Sepanjang Braga

Foto: Istimewa

“Aku capek…,” kesahku perih. Puluhan lukisan berikutnya adalah potongan-potongan episode yang demikian akrab dengan catatan harianku. Juga ketika aku harus patah hati untuk kedua kali. Dan kamu mengabadikannya dalam lukisan di bawah judul ‘Kidung Ungu’.

“Aku capek, Mas!”

“Tidak boleh seperti itu! Aku percaya kamu kuat. Kamu harus yakin bahwa begitu banyak orang yang mengasihimu,” tanganmu terulur menyentuh pipiku.

“Aku kehilangan lagi….”

“Tapi tidak semua. Ada yang bahkan kehilangan semuanya!”

Aku mencari matamu. Dan kamu mengangguk tulus. Lalu, tiba-tiba saja aku ingin menangis di dadamu….

Aku terus menyeret langkah. Kurasakan seluruh dinding bergoyang. Lampu-lampu benderang. Seluruh wajah dalam lukisan seketika menjadi hidup. Aku berlari dari satu peristiwa ke peristiwa berikutnya. Menikmati tawa, canda, dan air mata. Sampai akhirnya seluruh warna-warni mengalami konvergensi, membentuk episode yang utuh. Aku mendengar suara-suara masa lalu kian nyaring memanggil. Aku terseret lagi ke tengah pusaran, terengah, dan akhirnya tersesat pada lukisan keseratus. Pada lukisan terakhir itu, kutemukan garis wajahku yang utuh. Di bawahnya terdapat coretan: seluruhnya kudedikasikan kepadamu. Adakah yang melebihi kekuatan dan dorongan untuk berkarya, kecuali cinta?

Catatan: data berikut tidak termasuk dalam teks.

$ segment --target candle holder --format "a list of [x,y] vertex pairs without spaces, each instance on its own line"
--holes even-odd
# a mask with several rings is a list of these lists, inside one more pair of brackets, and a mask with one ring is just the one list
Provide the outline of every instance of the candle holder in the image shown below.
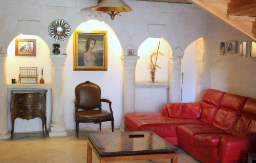
[[40,79],[40,84],[44,84],[45,79],[44,79],[44,68],[41,68],[41,78]]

Kurasakan tubuhku bergetar hebat.

Gigil tak menyiasakan sedikit pun ruang yang bisa menyodori hangat. Tapi, leherku melelehkan peluh. Dan, tiba-tiba aku mengendus aroma Braga yang kental. Aku merasakan suatu ekstasi ketika membayangkan kembali rengkuhanmu di sepanjang jalan, merasakan ciumanmu….

“Terima kasih karena kamu mau datang…,” pemilik seratus lukisan itu – kamu – tiba-tiba telah berdiri di hadapanku.

“Aku…,” seluruh jemariku basah dalam genggaman.

“Mas mohon maaf karena menggelar pameran ini tanpa seizinmu….”

Aku menggeleng-geleng. “Aku…,” kusembunyikan mataku yang merebak. Sendi-sendiku serasa makin ngilu.

“Kamu berhak untuk protes!” Kamu mencari mataku.

Dan ketika kudengar suara Baby, gadis kecil yang dulu pernah kamu kirimkan potretnya saat masih bayi. Suaranya yang runcing dan riang membelah perhatian, memanggil-manggil ayahnya. Aku menyalaminya, sebelum akhirnya kuputuskan untuk segera melarikan diri dari tempat itu.

Aku tahu, saat ini kita tidak boleh terlibat lebih jauh. Cinta boleh datang dan pergi tanpa harus saling melukai. Hati manusia mungkin seperti jagat raya, yang mampu membagi dirinya dalam sejumlah dimensi musim. Aku tahu, kamu bukan tidak sedang mencintai perempuan yang melahirkan Baby.

Kalau ada hal yang patut kusesali saat ini, satu-satunya adalah: mengapa hanya untuk menumbuhkan sebuah kesadaran tentang cinta, mesti diperlukan waktu sepuluh tahun dan seratus buah lukisan?